Adinkra cloth as an example of the way in which cultural appropriation is gendered. There is both hand and mechanized production of fabric in Ghana, brought together by the local economy of cloth use. There is also legal protection for adinkra designs. Asante make adinkra, which features abstract designs stenciled onto cloth by craftsmen (almost exclusively men, though dyes are produced predominantly by women who also make other kinds of cloth). Individual symbols have meanings and names, and may refer to historical or life events. It’s traditionally used for mourning.

Mechanized cloth production involves women who control trading markets, and also sometimes in the factories. Female traders commission designs from factories or choose which designs to sell. (When Ghanaians say “cloth,” they are referring to African fabrics used for traditional outfits or uses; “material” is for things like Western suits and dresses.)

In the 1980s, imitation adinkra began to appear in mass-produced offerings, and the Ghanaian cloth-buying public accepted them as more practical alternatives – they could be washed, and they were cheaper. Some adinkra producers saw this as a threat not from factories, but from women – the cloth production sector is seen as controlled by women, and some adinkra-imitative designs had been commissioned by women.

So we have female appropriation of male cultural production. But the contradiction deepens when examined through law. Ghana has protected folklore since 1985, specifying adinkra designs. But the creators were seen as deceased and unknown, so the right to folklore reposes in the state. By contrast, the designs of locally produced textiles in the industrial sector were protected under a textile designs decree. Individuals – women – could and often did register the designs they commissioned. So men have no legal standing as folklore producers, but women could obtain protection as designers of mass-produced goods. A second inversion: women are the subjects of IP law.

Women’s success in capturing a sphere that is favored by the law has translated into a legal advantage.

Kevin Greene, Thomas Jefferson School of Law, IP at the Intersection of Race and Gender – Or, Lady Sings the Blues

His narrative: struggle, opportunity, reform. The historical ties between abolitionism and women’s suffrage have persisted, as have the ties between scholars of race and scholars of gender. There isn’t much out there on race and IP, and it may seem risky to talk about it. He’s been asked by a prominent scholar if he wants to be the black guy who talks about black stuff and IP. His decision: yes. (See Ann Bartow’s point from the previous panel: what’s wrong with being a dog?) Issues of appropriation from African-American artists have correspondences with the international cultural knowledge debates, and provide insights into gender/IP issues as well.
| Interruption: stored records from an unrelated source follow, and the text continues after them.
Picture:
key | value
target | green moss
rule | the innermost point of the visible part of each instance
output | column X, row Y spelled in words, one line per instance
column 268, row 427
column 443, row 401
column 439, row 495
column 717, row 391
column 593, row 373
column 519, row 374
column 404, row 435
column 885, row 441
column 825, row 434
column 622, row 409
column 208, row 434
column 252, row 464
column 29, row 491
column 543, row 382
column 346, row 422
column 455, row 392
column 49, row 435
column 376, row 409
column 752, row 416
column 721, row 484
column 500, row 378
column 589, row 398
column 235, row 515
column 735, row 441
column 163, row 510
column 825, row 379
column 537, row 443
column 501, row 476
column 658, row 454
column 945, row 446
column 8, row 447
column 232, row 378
Scott Joplin’s music: a reminder of injustices done to African-Americans, who as a group created a huge amount of copyright value. These artists built the American music industry with amazing innovations, but didn’t get to realize the value. How did people who created so much receive so little out of a system designed to create financial incentives for creators?

Societal discrimination. Sure, all artists are taken advantage of. But there was a system that was just like sharecropping, employment discrimination, and other entrenched systems that meant that African-American innovators were treated worse. Bessie Smith’s contracts, for example, had her assign all her copyrights to an entity that’s now Sony – this is a part of the puzzle where we can find current beneficiaries of past discrimination, which gives it an advantage in the reparations debate.

Clearly, the incentives of copyright didn’t flow to the African-American community, so there must have been some other incentive to create. Traditional knowledge generates the same types of problems of ill-fit and failure to promote the interests of the non-dominant community. Greene also identifies the comparative weakness of moral rights and failure to protect performances as things that don’t serve African-American artists’ interests. Underexplored: the role of black women performers. How can the music industry rise out of its exploitative history and create productive copynorms?